Now that answer is spot-on. This development environment grew into a larger 
site than I expected. I can migrate the VMs; they do not require 100% uptime, 
but the owners do like them up m-f 8-5 ya know? I plan to build out another 
environment and move things into it, but that will take some time. This is the 
first cloudstack installation I’ve done and so far things work pretty well. 
I’ve had to iron out a few kinks here and there, but things have been fine so 
far and I’m reasonably pleased with the product.

Thank you, again, for your feedback. I will look into cloud monkey, it sounds 
like a tool I will find useful.

Warm regards,
Franky

On May 8, 2015, at 1:10 AM, Vadim Kimlaychuk <vadim.kimlayc...@elion.ee> wrote:

Franky,

        If you have to move such number of hosts at production I would 
recommend you to learn CloudMonkey and have to set-up development environment 
first.  There you can develop migration strategy and execute test-cases for 
re-partitioning the network.  We all learn from experience and there will 
always be better solution in the future.  As I understand the issue is not 
critical - everything works as expected, but you have some unpleasant 
side-effects.  So, be prepared - develop new network layout, test it at 
development and execute the same at production.  I see no other choice.  Doing 
changes at database level manually is probably the worst thing you may do.

Vadim.

-----Original Message-----
From: Daan Hoogland [mailto:daan.hoogl...@gmail.com]
Sent: Friday, May 08, 2015 10:45 AM
To: users@cloudstack.apache.org
Subject: Re: How to reserve IPs

dirty trick: spin up vms, login, disable startup scripts/remove kernel, brang 
them down and leave them there to rot. The ip will never be used in cs again.

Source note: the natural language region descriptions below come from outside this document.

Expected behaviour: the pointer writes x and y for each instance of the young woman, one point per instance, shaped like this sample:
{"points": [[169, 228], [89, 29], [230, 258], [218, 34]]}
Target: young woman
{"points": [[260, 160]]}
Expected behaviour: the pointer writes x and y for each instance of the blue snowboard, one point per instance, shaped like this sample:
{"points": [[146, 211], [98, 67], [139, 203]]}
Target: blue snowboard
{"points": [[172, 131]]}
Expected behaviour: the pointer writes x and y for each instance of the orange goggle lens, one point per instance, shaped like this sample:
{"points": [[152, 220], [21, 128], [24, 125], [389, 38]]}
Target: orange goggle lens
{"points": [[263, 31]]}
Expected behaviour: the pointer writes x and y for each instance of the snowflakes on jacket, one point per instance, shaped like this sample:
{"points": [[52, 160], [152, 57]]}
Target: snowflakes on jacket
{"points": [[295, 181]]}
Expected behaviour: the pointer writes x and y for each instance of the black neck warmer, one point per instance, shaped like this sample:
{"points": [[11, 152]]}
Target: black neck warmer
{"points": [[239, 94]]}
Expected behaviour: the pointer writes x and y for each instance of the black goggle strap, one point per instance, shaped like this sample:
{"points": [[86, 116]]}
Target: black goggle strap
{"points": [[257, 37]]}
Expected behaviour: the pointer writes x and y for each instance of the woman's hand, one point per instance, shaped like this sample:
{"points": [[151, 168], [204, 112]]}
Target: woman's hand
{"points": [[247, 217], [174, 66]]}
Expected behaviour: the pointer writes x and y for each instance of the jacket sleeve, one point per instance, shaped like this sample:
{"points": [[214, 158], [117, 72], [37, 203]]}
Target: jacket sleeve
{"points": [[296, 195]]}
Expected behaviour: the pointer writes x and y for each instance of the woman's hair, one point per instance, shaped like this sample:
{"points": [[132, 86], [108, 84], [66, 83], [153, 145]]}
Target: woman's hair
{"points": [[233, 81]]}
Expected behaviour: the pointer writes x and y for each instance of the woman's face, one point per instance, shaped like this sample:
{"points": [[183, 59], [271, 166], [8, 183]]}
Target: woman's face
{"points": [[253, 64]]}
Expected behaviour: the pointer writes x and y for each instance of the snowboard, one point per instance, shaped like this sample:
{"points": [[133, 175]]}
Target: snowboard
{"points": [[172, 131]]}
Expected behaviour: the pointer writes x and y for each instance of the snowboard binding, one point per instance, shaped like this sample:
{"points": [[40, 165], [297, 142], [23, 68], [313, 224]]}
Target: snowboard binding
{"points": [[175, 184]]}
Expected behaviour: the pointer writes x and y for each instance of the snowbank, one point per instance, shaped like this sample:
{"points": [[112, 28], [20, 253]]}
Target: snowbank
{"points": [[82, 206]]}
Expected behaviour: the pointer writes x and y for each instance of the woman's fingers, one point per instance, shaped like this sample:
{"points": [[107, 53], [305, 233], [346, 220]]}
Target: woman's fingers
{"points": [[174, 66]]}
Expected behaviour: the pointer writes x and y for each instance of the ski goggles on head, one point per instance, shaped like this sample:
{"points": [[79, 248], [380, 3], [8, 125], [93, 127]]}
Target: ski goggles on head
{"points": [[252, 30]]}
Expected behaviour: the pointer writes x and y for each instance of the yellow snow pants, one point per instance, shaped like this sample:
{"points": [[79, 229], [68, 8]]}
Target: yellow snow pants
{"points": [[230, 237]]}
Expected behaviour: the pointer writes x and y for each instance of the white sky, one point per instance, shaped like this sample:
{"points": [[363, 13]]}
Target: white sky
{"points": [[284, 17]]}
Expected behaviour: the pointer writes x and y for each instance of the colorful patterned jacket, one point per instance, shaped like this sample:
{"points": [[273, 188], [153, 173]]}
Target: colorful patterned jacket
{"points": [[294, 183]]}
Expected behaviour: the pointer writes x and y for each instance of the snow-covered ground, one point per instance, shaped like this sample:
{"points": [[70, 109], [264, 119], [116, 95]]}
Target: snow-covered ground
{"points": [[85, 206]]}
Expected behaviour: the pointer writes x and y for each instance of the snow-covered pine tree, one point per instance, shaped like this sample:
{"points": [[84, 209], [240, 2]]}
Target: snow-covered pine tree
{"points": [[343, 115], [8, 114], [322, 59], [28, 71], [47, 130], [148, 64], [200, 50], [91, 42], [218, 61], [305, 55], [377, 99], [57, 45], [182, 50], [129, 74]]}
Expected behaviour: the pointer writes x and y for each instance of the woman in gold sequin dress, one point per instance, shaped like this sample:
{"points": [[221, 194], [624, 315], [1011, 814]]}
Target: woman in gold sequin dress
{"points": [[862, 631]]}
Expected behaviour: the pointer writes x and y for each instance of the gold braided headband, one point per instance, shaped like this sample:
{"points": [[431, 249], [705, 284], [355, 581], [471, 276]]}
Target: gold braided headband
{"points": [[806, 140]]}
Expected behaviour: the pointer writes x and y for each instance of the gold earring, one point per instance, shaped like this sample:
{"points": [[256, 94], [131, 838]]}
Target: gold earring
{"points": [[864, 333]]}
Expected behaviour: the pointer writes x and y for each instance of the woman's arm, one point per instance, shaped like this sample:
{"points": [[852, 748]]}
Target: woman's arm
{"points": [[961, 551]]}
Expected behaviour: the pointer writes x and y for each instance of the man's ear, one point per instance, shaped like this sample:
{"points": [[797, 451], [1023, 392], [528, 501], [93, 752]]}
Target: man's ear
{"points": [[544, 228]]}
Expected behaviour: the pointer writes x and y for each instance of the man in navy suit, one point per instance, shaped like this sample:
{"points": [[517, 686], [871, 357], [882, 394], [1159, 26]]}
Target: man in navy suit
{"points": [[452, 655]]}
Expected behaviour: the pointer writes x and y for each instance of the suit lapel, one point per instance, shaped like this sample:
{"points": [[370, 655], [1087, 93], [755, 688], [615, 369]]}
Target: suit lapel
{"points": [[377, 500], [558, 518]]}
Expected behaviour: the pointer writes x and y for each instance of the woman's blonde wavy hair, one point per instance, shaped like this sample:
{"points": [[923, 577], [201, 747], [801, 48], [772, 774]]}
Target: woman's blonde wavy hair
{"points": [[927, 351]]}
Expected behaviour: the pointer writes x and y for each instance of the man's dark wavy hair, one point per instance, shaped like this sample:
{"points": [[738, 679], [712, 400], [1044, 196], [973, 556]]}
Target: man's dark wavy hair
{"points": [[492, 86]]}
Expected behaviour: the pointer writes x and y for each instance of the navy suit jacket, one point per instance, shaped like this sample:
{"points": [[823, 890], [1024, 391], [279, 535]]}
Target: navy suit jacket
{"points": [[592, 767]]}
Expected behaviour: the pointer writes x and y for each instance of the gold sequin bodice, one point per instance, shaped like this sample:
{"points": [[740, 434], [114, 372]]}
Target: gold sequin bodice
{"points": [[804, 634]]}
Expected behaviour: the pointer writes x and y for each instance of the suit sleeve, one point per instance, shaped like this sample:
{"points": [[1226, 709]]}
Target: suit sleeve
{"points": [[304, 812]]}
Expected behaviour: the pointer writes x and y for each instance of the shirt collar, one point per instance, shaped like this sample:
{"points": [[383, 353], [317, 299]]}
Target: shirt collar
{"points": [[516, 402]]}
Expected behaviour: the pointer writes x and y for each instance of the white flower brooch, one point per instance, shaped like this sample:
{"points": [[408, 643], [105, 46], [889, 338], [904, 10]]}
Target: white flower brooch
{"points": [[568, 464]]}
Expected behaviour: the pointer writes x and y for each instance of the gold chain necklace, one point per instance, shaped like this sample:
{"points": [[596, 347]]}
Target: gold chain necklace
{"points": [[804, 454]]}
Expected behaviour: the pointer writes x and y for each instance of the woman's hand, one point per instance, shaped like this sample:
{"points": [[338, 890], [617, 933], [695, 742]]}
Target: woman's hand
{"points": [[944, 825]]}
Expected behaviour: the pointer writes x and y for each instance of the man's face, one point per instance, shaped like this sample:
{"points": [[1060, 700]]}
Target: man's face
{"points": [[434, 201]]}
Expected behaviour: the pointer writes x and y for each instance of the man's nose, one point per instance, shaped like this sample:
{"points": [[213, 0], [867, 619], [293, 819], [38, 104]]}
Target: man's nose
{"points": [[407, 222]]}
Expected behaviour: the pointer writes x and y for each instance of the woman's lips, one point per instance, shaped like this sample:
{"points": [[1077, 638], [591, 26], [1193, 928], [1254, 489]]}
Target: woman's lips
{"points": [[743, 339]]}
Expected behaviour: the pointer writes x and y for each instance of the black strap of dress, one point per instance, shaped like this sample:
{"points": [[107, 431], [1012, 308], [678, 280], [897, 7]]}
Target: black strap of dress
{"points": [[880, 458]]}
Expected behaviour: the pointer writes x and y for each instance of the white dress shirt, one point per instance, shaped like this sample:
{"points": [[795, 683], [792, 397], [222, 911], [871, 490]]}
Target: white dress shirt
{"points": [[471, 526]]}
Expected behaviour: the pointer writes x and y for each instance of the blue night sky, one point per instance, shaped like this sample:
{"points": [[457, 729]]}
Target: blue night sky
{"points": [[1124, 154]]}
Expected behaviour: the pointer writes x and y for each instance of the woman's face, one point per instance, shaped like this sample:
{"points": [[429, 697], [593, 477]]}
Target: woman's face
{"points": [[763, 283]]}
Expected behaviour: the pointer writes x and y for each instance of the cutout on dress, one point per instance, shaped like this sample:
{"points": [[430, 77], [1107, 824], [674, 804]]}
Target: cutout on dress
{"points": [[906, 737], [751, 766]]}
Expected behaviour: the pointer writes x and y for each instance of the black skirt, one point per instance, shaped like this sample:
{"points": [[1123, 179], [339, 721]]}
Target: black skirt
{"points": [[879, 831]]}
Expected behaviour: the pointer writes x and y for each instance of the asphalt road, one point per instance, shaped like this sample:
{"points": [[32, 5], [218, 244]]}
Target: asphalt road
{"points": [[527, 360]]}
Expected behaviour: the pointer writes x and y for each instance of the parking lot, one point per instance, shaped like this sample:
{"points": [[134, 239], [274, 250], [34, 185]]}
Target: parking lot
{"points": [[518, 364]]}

If you like this trick: don't operate a cloud. (don't take this as 
condescending, just as my view on the thing)

Op vr 8 mei 2015 om 09:21 schreef Franky Hall <fra...@cartcrafter.com>:

I wish that were so easy. :( I have 200 VMs running across 5 hosts,
and what you described is not a process I have time to learn right
now. I do appreciate your reply and advice. Thank you!

-Franky

On May 7, 2015, at 9:57 PM, Vadim Kimlaychuk
<vadim.kimlayc...@elion.ee>
wrote:

Hello Franky,

        I would not reccomend you to change database tables directly
in
order to fix errors in configuration. It is better to set-up
cloudstack again with the proper configuration.
Vadim
________________________________________
From: Franky Hall <fra...@cartcrafter.com>
Sent: Friday, May 8, 2015 1:22
To: users@cloudstack.apache.org
Subject: How to reserve IPs

Hello,

I made the mistake of putting my entire /22 into cloudstack for
private
IPs. I need to put some other things into that network (like network
file storage), and I’m wondering how I can make sure CloudStack never
tries to assign one of the IPs I ‘steal’.
Is it as easy as updating the `state` column in the
`user_ip_address`
table to ‘Allocated’? I’d like to ‘allocate’ about 20 IPs for things
not created in CloudStack. Is that safe, or is there another way to do it?